You may not survive a zombie apocalypse, but armed with the proper knowledge, you can learn how to avoid being a victim of a real-life zombie mortgage threat. Here’s a complete guide to zombie mortgages and how to survive them.

Key Takeaways:

  • A zombie mortgage is a mortgage loan that a borrower thought was settled or forgiven, only to find out it was not, sometimes years later.
  • Zombie mortgages are typically not owned by the original loan servicer, but rather by debt collectors who purchase them, often adding fees and interest to the original balance.
  • Many zombie mortgages happen when a borrower has taken out a zero-down 80/20 loan, a home equity line of credit (HELOC) or a home equity loan (second mortgage).

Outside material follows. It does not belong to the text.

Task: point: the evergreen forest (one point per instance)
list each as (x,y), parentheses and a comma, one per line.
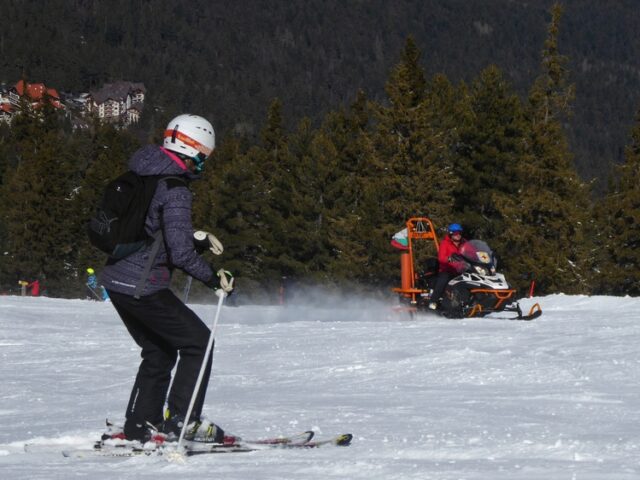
(316,199)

What Is A Zombie Mortgage?

A zombie mortgage is a home loan you thought was paid off or forgiven, but is still active with a lien remaining on the property, according to the Consumer Financial Protection Bureau. This can happen when lenders write off a debt, such as a second mortgage, and sell it to debt collectors, real estate investors, hedge funds and other buyers. When this happens, a borrower may stop receiving statements or communication on their mortgage or refinance loan and assume the debt is settled.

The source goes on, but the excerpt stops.